We hiked about six miles on Saturday before arriving at the trail shelter, a simple wooden structure with almost four sides. The shelters on the OT are handy for people who may not have lightweight backpacking tents, or who may just want a break from carrying them. If the weather's bad, it's nice to have a tin roof and a wooden floor, instead of a drippy nylon tent. And no matter what the weather, picnic tables are handy.
Ruth and I both brought our ENO hammocks. Mandy was called into service (dressed in her lovely military longjohns) to help hang the higher hammock.
Ruth taught us how to flip from one hammock into another, and a great deal of the in-camp entertainment involved watching Mandy and Ruth attempt to do this at the same time.
Our decision to change plans, to the lower section of trail, was a smart one. Not only did we have a creek to play in after a long day of hiking, but there was water to pump for supper and for breakfast the next morning, and there was water at lunchtime on day two as well.

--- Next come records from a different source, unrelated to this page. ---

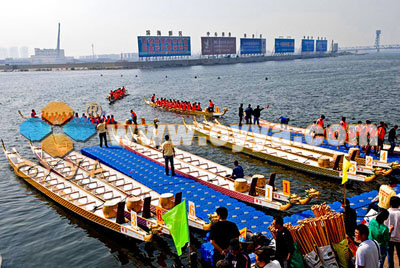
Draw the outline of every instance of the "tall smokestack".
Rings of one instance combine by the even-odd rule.
[[[60,23],[58,23],[57,56],[60,56]]]

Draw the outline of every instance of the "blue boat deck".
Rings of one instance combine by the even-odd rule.
[[[229,211],[228,219],[236,223],[239,229],[247,227],[253,232],[267,234],[267,227],[273,218],[262,211],[246,205],[236,199],[217,192],[188,177],[166,176],[164,166],[146,159],[121,147],[87,147],[81,150],[83,155],[97,159],[121,173],[132,177],[154,191],[162,193],[182,192],[182,198],[193,201],[196,216],[208,221],[207,214],[217,207],[225,206]]]

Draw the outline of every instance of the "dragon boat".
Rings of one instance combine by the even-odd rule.
[[[2,146],[15,174],[55,203],[94,224],[126,237],[151,241],[152,234],[132,223],[129,213],[120,213],[121,210],[118,209],[118,204],[122,201],[120,196],[107,198],[106,193],[94,195],[55,172],[23,158],[17,150],[6,150],[3,141]],[[101,196],[103,198],[100,198]],[[105,198],[108,202],[104,201]]]
[[[240,129],[221,125],[218,122],[212,123],[206,119],[204,123],[199,123],[194,118],[193,125],[187,125],[185,121],[184,124],[188,129],[205,136],[217,146],[232,148],[233,151],[242,152],[314,175],[341,179],[343,174],[342,162],[345,155],[341,153],[329,157],[322,155],[320,152],[314,152],[312,148],[302,148],[301,146],[306,146],[304,144],[300,146],[300,144],[293,144],[291,141],[286,141],[282,138],[271,140],[271,137],[266,135],[257,136],[253,132],[241,131]],[[289,142],[289,144],[286,142]],[[377,176],[385,176],[391,173],[392,167],[390,165],[378,164],[382,167],[354,166],[354,170],[350,170],[348,174],[349,180],[368,182]]]
[[[167,111],[167,112],[173,112],[173,113],[179,113],[179,114],[184,114],[184,115],[195,115],[195,116],[206,116],[206,117],[222,117],[226,114],[226,112],[228,111],[228,108],[224,108],[221,111],[219,111],[219,108],[216,107],[216,111],[215,112],[209,112],[207,110],[207,108],[205,108],[203,111],[188,111],[188,110],[181,110],[181,109],[176,109],[176,108],[167,108],[167,107],[162,107],[159,106],[157,104],[155,104],[154,102],[147,100],[146,98],[144,98],[144,102],[152,107],[155,108],[159,108],[163,111]]]
[[[301,135],[312,135],[311,131],[306,128],[295,127],[295,126],[280,124],[280,123],[273,123],[273,122],[269,122],[269,121],[266,121],[263,119],[260,119],[260,126],[274,128],[274,129],[280,129],[280,130],[284,130],[284,131],[290,131],[290,132],[301,134]],[[390,144],[384,144],[383,149],[389,150]],[[394,148],[393,153],[396,155],[400,155],[400,146],[396,146]]]
[[[167,194],[168,198],[164,198],[133,178],[78,152],[72,151],[64,159],[59,159],[32,143],[30,145],[35,156],[45,167],[68,177],[71,182],[94,194],[100,191],[126,199],[127,210],[130,210],[132,205],[137,213],[139,225],[151,229],[153,233],[170,234],[161,216],[181,202],[182,193],[177,193],[175,198],[172,194]],[[189,225],[199,230],[207,230],[210,227],[198,217],[190,217]]]

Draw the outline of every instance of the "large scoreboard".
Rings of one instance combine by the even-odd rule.
[[[190,56],[190,36],[138,36],[139,57]]]
[[[265,54],[265,38],[240,38],[240,54]]]
[[[317,52],[327,52],[328,51],[328,40],[317,40],[316,51]]]
[[[294,53],[294,39],[275,38],[275,53]]]
[[[314,52],[314,43],[313,39],[302,39],[301,52]]]
[[[201,54],[236,54],[236,37],[201,37]]]

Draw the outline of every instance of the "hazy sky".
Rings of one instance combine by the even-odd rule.
[[[55,48],[61,22],[67,56],[91,55],[92,43],[96,54],[137,52],[137,36],[147,29],[182,30],[192,53],[207,31],[263,34],[268,50],[279,36],[372,45],[376,29],[382,44],[400,43],[400,0],[2,0],[1,10],[0,47]]]

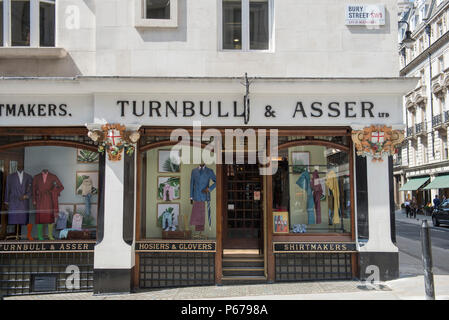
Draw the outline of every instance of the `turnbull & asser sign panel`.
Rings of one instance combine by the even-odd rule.
[[[0,126],[121,123],[186,126],[341,126],[402,123],[400,97],[326,95],[0,96]]]

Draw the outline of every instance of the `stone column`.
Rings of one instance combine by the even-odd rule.
[[[431,174],[430,175],[430,182],[432,182],[433,180],[435,180],[435,175]],[[433,199],[435,198],[435,195],[438,194],[438,189],[430,189],[430,202],[432,203],[433,206]]]
[[[137,129],[132,128],[133,132]],[[103,131],[98,142],[107,141],[106,130],[91,130],[90,136],[93,131],[97,134]],[[123,139],[123,132],[121,137]],[[124,149],[119,156],[111,155],[107,150],[104,153],[104,189],[99,200],[98,236],[94,251],[94,294],[129,293],[132,291],[135,267],[136,157],[134,153],[128,155]]]
[[[379,135],[384,139],[379,141]],[[364,199],[367,202],[369,237],[366,243],[358,244],[360,279],[365,280],[373,270],[379,277],[375,280],[396,279],[399,277],[399,250],[392,239],[395,229],[394,182],[390,155],[394,146],[402,141],[403,133],[385,126],[371,126],[354,130],[352,139],[357,154],[366,157],[367,196]],[[359,174],[362,172],[357,172]]]
[[[378,268],[381,281],[399,277],[399,250],[391,236],[391,201],[388,157],[373,162],[367,156],[368,178],[368,242],[359,249],[360,278],[366,279]],[[375,178],[374,178],[375,177]]]

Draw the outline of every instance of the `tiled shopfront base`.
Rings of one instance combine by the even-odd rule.
[[[76,267],[79,287],[71,280]],[[4,296],[92,291],[93,267],[93,252],[0,254],[0,291]]]
[[[276,281],[352,279],[351,253],[275,254]]]
[[[215,284],[215,253],[141,253],[140,288]]]

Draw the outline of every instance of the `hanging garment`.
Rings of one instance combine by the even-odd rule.
[[[209,186],[209,181],[212,180],[212,185]],[[215,182],[217,178],[212,169],[203,166],[192,170],[190,177],[190,199],[193,201],[206,201],[207,202],[207,218],[209,221],[209,228],[212,225],[211,209],[210,209],[210,193],[215,189]],[[209,188],[209,192],[203,192],[204,189]],[[193,215],[193,208],[192,208]],[[192,221],[192,219],[190,219]],[[204,220],[204,218],[203,218]],[[192,224],[192,223],[190,223]],[[194,224],[192,224],[194,225]],[[204,230],[204,222],[203,222]],[[200,230],[197,230],[200,231]]]
[[[58,219],[56,220],[56,230],[66,229],[68,218],[69,216],[67,215],[67,212],[59,212]]]
[[[175,198],[175,190],[171,185],[166,184],[162,192],[162,199],[164,201],[172,201],[174,198]]]
[[[22,179],[17,172],[6,177],[5,203],[8,204],[8,224],[28,224],[33,178],[25,172],[22,174]],[[21,200],[23,196],[28,196],[28,199]]]
[[[316,223],[321,224],[321,196],[323,195],[323,188],[321,187],[320,177],[318,171],[313,171],[310,186],[313,190],[313,202],[315,203]]]
[[[209,186],[210,180],[213,182],[211,186]],[[215,189],[216,180],[214,171],[206,166],[193,169],[190,177],[190,199],[207,201],[207,194],[202,191],[209,187],[209,192],[212,192]]]
[[[92,193],[93,182],[90,177],[84,179],[77,191],[81,191],[82,196],[86,196]]]
[[[313,193],[310,188],[310,174],[309,171],[305,170],[299,176],[296,184],[306,192],[307,195],[307,218],[308,224],[315,224],[315,208],[313,202]]]
[[[329,225],[332,225],[332,216],[334,213],[334,195],[332,194],[332,190],[329,189],[329,196],[327,197],[327,206],[329,208]]]
[[[190,224],[195,226],[195,231],[204,231],[204,216],[206,214],[204,201],[194,201],[192,207],[192,215],[190,216]]]
[[[62,190],[64,186],[56,175],[50,172],[45,175],[41,172],[34,176],[33,203],[36,206],[36,224],[54,223],[55,218],[58,218],[58,197]]]
[[[334,199],[332,224],[338,224],[340,223],[340,191],[338,187],[337,175],[333,170],[329,171],[326,175],[326,186],[332,191]]]

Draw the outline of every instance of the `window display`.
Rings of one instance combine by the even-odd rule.
[[[203,151],[159,147],[145,152],[142,238],[215,239],[216,166],[192,163],[195,152]]]
[[[277,161],[278,171],[273,176],[275,233],[351,232],[346,152],[300,145],[279,150]]]
[[[7,239],[79,239],[76,232],[95,239],[98,162],[77,161],[79,151],[69,147],[24,147],[10,153],[17,159],[5,178],[2,214],[16,234]]]

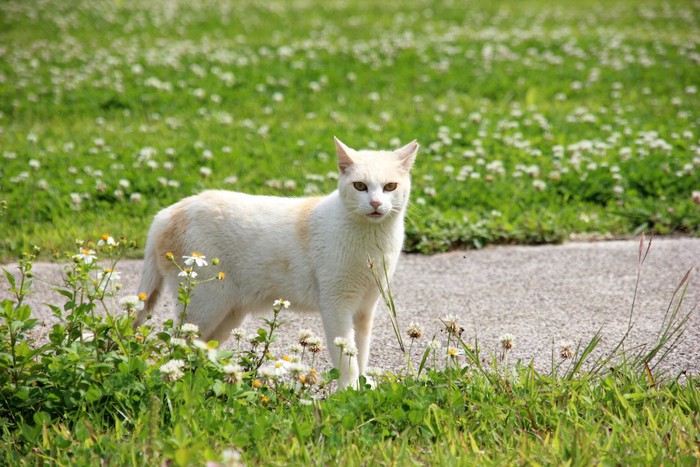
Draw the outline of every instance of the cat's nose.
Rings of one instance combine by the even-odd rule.
[[[382,202],[381,201],[372,201],[369,203],[369,205],[372,206],[374,209],[377,209],[377,208],[379,208],[379,206],[382,205]]]

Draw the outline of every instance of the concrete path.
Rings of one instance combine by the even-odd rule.
[[[585,346],[602,328],[601,348],[610,349],[624,335],[637,280],[638,253],[639,241],[625,240],[404,255],[392,284],[399,323],[405,330],[409,322],[417,321],[425,329],[425,336],[414,347],[414,361],[433,335],[444,344],[439,318],[454,314],[465,329],[464,336],[478,337],[485,355],[498,353],[499,336],[509,333],[514,341],[509,361],[532,360],[538,369],[547,371],[552,350],[558,353],[561,340]],[[119,263],[124,294],[136,292],[141,265],[141,261]],[[4,267],[16,271],[16,265]],[[684,313],[692,310],[684,341],[659,368],[671,375],[683,370],[700,374],[700,239],[653,240],[641,269],[635,325],[626,346],[654,342],[674,290],[692,267],[696,270],[682,308]],[[34,271],[39,277],[58,280],[61,266],[40,263]],[[0,298],[7,296],[6,288],[3,285]],[[46,285],[37,283],[36,290],[29,303],[49,324],[51,313],[42,303],[58,300]],[[173,299],[161,299],[155,321],[171,317],[173,308]],[[284,320],[277,353],[285,352],[302,328],[323,336],[316,315],[290,312]],[[249,317],[246,329],[252,332],[259,323]],[[47,331],[45,327],[40,334]],[[327,365],[325,352],[323,360]],[[384,307],[375,318],[370,365],[393,371],[403,368]]]

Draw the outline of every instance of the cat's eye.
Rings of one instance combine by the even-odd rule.
[[[357,191],[367,191],[367,185],[362,182],[355,182],[352,184]]]
[[[396,183],[387,183],[384,185],[384,191],[394,191],[396,189]]]

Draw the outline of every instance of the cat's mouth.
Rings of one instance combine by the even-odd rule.
[[[374,211],[374,212],[370,212],[369,214],[367,214],[367,217],[371,217],[372,219],[380,219],[380,218],[384,217],[384,214],[382,214],[379,211]]]

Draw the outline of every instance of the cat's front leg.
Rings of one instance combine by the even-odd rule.
[[[357,387],[360,376],[358,365],[359,349],[355,343],[353,310],[356,305],[343,301],[328,300],[321,306],[323,328],[331,363],[340,371],[338,387]],[[355,349],[355,352],[352,351]]]
[[[379,293],[372,290],[362,302],[362,305],[353,315],[353,327],[355,329],[355,345],[357,345],[358,371],[362,375],[367,369],[369,361],[369,349],[372,341],[372,322],[374,311],[377,309]]]

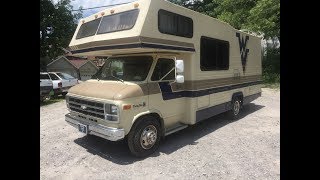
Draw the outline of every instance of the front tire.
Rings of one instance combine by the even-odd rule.
[[[154,153],[160,144],[161,126],[152,116],[145,116],[136,122],[128,134],[128,146],[136,157]]]

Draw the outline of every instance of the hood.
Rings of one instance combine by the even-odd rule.
[[[121,100],[131,97],[144,96],[144,85],[122,83],[119,81],[88,80],[69,89],[69,93],[80,96]]]

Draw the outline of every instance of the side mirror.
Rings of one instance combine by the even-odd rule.
[[[184,76],[183,75],[177,75],[176,76],[177,83],[184,83]]]
[[[183,73],[184,63],[183,60],[176,60],[176,73]]]
[[[182,75],[184,71],[183,60],[176,60],[176,82],[184,83],[184,76]]]

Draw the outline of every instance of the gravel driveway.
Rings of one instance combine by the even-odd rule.
[[[167,136],[145,159],[77,132],[67,112],[64,100],[40,107],[41,179],[280,179],[280,91],[263,89],[237,121],[222,114]]]

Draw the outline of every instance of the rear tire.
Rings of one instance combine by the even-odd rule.
[[[128,134],[130,152],[136,157],[154,153],[160,144],[161,126],[152,116],[144,116],[136,122]]]
[[[241,113],[241,108],[242,108],[241,99],[239,97],[235,97],[231,103],[231,110],[228,112],[229,117],[233,120],[238,119]]]

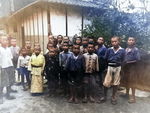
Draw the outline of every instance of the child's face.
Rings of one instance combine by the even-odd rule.
[[[63,41],[64,42],[69,42],[69,38],[68,37],[64,37]]]
[[[80,38],[77,38],[77,40],[76,40],[76,44],[80,44],[80,43],[81,43]]]
[[[25,56],[26,53],[27,53],[26,49],[21,49],[21,54],[22,54],[23,56]]]
[[[31,42],[30,41],[26,41],[26,47],[27,47],[27,49],[31,49]]]
[[[79,45],[73,45],[73,53],[75,55],[78,55],[80,52],[80,46]]]
[[[88,41],[85,41],[85,40],[84,40],[84,41],[82,41],[82,44],[83,44],[83,45],[88,44]]]
[[[72,51],[72,45],[71,45],[71,46],[69,46],[69,48],[68,48],[68,49],[69,49],[69,51]]]
[[[49,51],[52,50],[52,49],[54,49],[53,44],[48,44],[47,49],[48,49]]]
[[[114,47],[118,47],[118,45],[119,45],[119,40],[118,40],[118,38],[112,38],[112,39],[111,39],[111,44],[112,44],[112,46],[114,46]]]
[[[16,47],[16,45],[17,45],[17,40],[16,40],[16,39],[11,39],[11,45],[12,45],[13,47]]]
[[[89,53],[93,53],[94,52],[94,45],[88,44],[87,50]]]
[[[54,57],[56,55],[56,51],[54,49],[49,51],[49,56]]]
[[[53,40],[54,40],[54,36],[53,36],[53,35],[50,35],[50,36],[48,37],[48,41],[52,42]]]
[[[62,37],[61,37],[61,36],[58,36],[58,37],[57,37],[57,41],[58,41],[58,43],[61,43],[61,42],[62,42]]]
[[[1,45],[6,47],[8,44],[8,40],[7,40],[7,37],[2,37],[1,38]]]
[[[97,43],[98,43],[98,44],[101,45],[101,44],[103,44],[103,42],[104,42],[103,38],[98,38],[98,40],[97,40]]]
[[[65,45],[62,46],[62,49],[63,49],[64,51],[68,50],[68,48],[69,48],[69,46],[68,46],[67,44],[65,44]]]
[[[134,39],[134,38],[129,38],[129,39],[128,39],[128,45],[129,45],[129,46],[134,45],[134,43],[135,43],[135,39]]]
[[[36,54],[36,56],[38,56],[40,54],[40,52],[41,52],[40,47],[39,46],[35,46],[34,47],[34,53]]]

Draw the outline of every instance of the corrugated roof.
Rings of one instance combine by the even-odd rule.
[[[83,7],[94,7],[99,8],[99,5],[95,4],[94,2],[85,2],[82,0],[46,0],[51,3],[60,3],[60,4],[67,4],[67,5],[76,5],[76,6],[83,6]]]

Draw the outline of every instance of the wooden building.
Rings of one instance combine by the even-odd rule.
[[[87,24],[86,15],[98,4],[83,0],[36,0],[8,16],[2,23],[7,34],[24,46],[26,40],[40,43],[45,52],[48,34],[55,38],[61,34],[72,38],[81,36],[80,30]]]

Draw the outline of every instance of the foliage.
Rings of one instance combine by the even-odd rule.
[[[128,10],[134,9],[133,4],[129,4]],[[127,13],[120,11],[116,5],[112,8],[102,9],[103,12],[96,12],[96,16],[91,15],[87,17],[90,24],[87,24],[83,30],[82,35],[91,37],[95,41],[98,37],[103,37],[107,46],[110,46],[110,39],[113,36],[121,38],[121,46],[127,47],[127,39],[129,36],[135,37],[136,46],[139,49],[149,50],[150,42],[150,15],[146,13]]]

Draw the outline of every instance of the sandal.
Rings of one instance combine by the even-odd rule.
[[[117,100],[111,100],[111,104],[116,105],[117,104]]]
[[[73,101],[73,100],[71,100],[71,99],[69,99],[67,102],[68,102],[68,103],[73,103],[74,101]]]
[[[6,99],[13,100],[13,99],[16,99],[16,97],[14,97],[14,96],[7,96]]]
[[[85,98],[84,98],[84,99],[82,100],[82,102],[83,102],[83,103],[87,103],[87,102],[88,102],[88,99],[85,99]]]
[[[90,98],[90,102],[94,103],[95,102],[94,98]]]
[[[135,99],[130,99],[130,100],[128,101],[128,103],[130,103],[130,104],[135,103]]]
[[[105,102],[107,99],[106,99],[106,97],[101,97],[98,101],[97,101],[97,103],[102,103],[102,102]]]
[[[129,98],[129,95],[127,95],[127,94],[121,94],[120,96],[123,98]]]
[[[75,103],[75,104],[79,104],[80,101],[79,101],[79,100],[75,100],[74,103]]]
[[[28,88],[23,88],[22,90],[23,90],[23,91],[27,91],[27,90],[28,90]]]

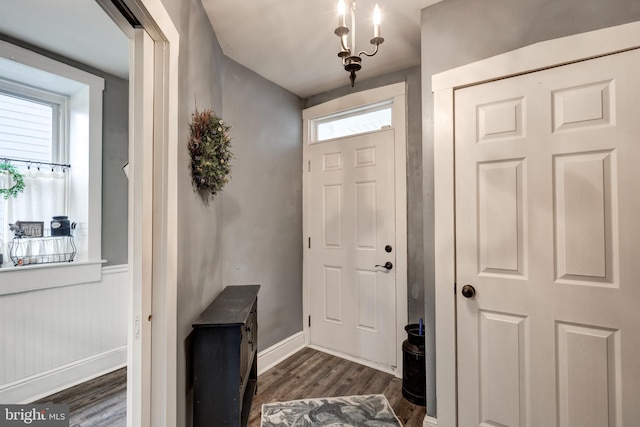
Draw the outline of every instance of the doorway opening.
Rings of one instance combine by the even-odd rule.
[[[407,321],[405,90],[303,112],[306,344],[396,376]]]

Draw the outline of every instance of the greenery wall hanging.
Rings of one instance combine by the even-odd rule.
[[[224,121],[211,110],[191,115],[189,153],[191,179],[205,202],[218,194],[229,182],[231,173],[231,137]]]
[[[0,188],[0,194],[5,200],[9,197],[18,197],[18,193],[22,193],[24,191],[24,177],[20,171],[10,163],[0,163],[0,175],[6,174],[8,174],[11,181],[13,181],[13,186],[9,188]]]

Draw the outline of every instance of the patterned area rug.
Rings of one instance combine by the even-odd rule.
[[[402,427],[383,394],[265,403],[261,427]]]

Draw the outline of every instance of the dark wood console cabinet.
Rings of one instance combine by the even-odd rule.
[[[193,323],[194,427],[246,426],[258,381],[258,290],[227,286]]]

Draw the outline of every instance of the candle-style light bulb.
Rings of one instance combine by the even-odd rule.
[[[380,37],[380,21],[382,21],[380,8],[376,4],[376,7],[373,9],[373,37]]]
[[[345,15],[346,15],[346,8],[344,5],[344,0],[338,0],[338,26],[339,27],[346,27]]]

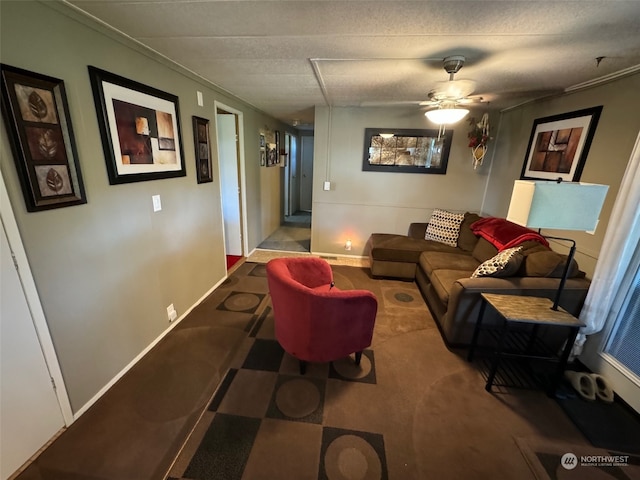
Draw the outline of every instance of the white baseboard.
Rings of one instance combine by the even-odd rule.
[[[73,420],[77,420],[78,418],[80,418],[80,416],[82,416],[82,414],[84,414],[87,410],[89,410],[89,408],[91,408],[91,406],[93,406],[94,403],[96,403],[100,397],[102,397],[105,393],[107,393],[107,391],[113,386],[115,385],[115,383],[120,380],[125,373],[127,373],[129,370],[131,370],[131,368],[138,363],[147,353],[149,353],[149,351],[155,347],[158,342],[160,342],[160,340],[162,340],[171,330],[173,330],[187,315],[189,315],[189,313],[191,313],[191,311],[196,308],[198,305],[200,305],[205,298],[207,298],[216,288],[218,288],[226,279],[228,278],[227,275],[225,275],[220,281],[218,281],[213,287],[211,287],[202,297],[200,297],[196,303],[194,303],[191,307],[189,307],[182,315],[180,315],[176,320],[174,320],[173,322],[171,322],[171,324],[169,325],[169,327],[162,332],[153,342],[151,342],[144,350],[142,350],[142,352],[140,352],[133,360],[131,360],[131,362],[129,362],[129,364],[124,367],[120,372],[118,372],[118,374],[113,377],[111,379],[111,381],[109,381],[109,383],[107,383],[104,387],[102,387],[98,393],[96,393],[87,403],[85,403],[77,412],[75,412],[73,414]]]

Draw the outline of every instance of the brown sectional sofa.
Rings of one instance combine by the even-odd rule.
[[[515,275],[471,278],[478,265],[498,253],[494,245],[471,230],[471,225],[480,218],[474,213],[465,214],[457,247],[425,240],[426,223],[412,223],[408,235],[374,233],[368,241],[372,275],[415,280],[443,339],[451,347],[470,344],[481,303],[480,293],[554,299],[566,261],[566,256],[528,241],[522,244],[524,260]],[[589,285],[574,263],[560,306],[578,315]],[[483,324],[497,321],[495,313],[487,309]],[[561,334],[549,332],[548,338],[562,338]]]

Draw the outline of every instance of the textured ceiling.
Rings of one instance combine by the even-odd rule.
[[[640,0],[66,3],[285,123],[312,123],[314,106],[421,108],[449,55],[492,109],[640,69]]]

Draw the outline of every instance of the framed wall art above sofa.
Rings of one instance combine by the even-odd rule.
[[[453,131],[366,128],[364,132],[365,172],[447,173]]]

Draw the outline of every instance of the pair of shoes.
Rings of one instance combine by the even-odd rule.
[[[602,375],[567,370],[564,376],[585,400],[598,398],[606,403],[613,402],[613,389]]]

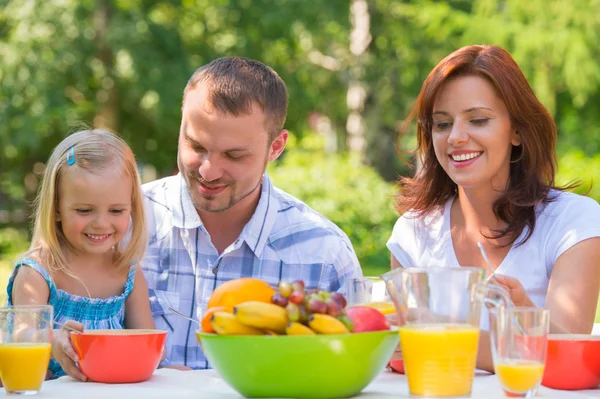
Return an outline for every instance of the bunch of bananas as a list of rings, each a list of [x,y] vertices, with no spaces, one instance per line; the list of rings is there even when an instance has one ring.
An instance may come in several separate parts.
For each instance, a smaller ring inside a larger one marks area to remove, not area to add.
[[[347,334],[346,324],[328,314],[312,313],[306,324],[290,321],[285,308],[259,301],[243,302],[233,313],[215,312],[210,323],[222,335],[312,335]]]

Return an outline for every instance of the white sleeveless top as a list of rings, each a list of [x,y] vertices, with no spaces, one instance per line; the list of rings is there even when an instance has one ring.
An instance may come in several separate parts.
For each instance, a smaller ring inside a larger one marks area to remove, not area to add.
[[[538,307],[546,303],[550,274],[559,256],[583,240],[600,237],[600,205],[594,199],[554,190],[550,196],[557,198],[536,208],[529,240],[515,245],[525,237],[525,228],[496,269],[497,274],[517,278]],[[403,267],[460,267],[450,234],[452,202],[425,217],[407,212],[398,219],[387,247]],[[481,328],[489,329],[487,314],[482,315]]]

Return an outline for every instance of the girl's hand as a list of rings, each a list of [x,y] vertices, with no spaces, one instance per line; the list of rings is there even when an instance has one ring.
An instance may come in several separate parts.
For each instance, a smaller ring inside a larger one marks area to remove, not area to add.
[[[519,280],[514,277],[508,277],[500,274],[494,274],[493,279],[496,279],[498,284],[510,294],[510,299],[513,301],[515,306],[535,307],[535,304],[531,301],[529,296],[527,296],[525,288],[523,288]]]
[[[83,325],[76,321],[67,320],[65,326],[83,332]],[[52,332],[52,356],[60,364],[65,373],[76,380],[87,381],[87,377],[83,375],[79,367],[75,364],[79,361],[79,357],[73,349],[68,330],[61,328]]]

It's been a busy autumn for all of us, and I think we all enjoyed getting out of town and into the woods for a couple of days.
We'd had a late morning start on Sunday, and at almost suppertime Adam's knee was starting to give out with nearly five miles to go. Ruth, Vinnie, and Mandy still had a lot of energy, so we decided to split up at a road crossing. Bryan and I stayed with Adam and all six packs. We loaded up the others' pockets with snacks and a small first aid kit. We made sure they all had jackets and water and headlamps and a map. When they left, we set up our hammocks and waited.
They finished the trail in just under two hours, running a fair portion of it. They got to the car, picked up the truck, had a snack stop at a gas station and a bathroom stop at a church. As we waited, we set up two red blinkers in the woods near our hammocks, so that they could find us easily. And sure enough, just as it got too dark to see easily, the Subaru and the pickup pulled up to take us to a good Mexican supper in Jessieville.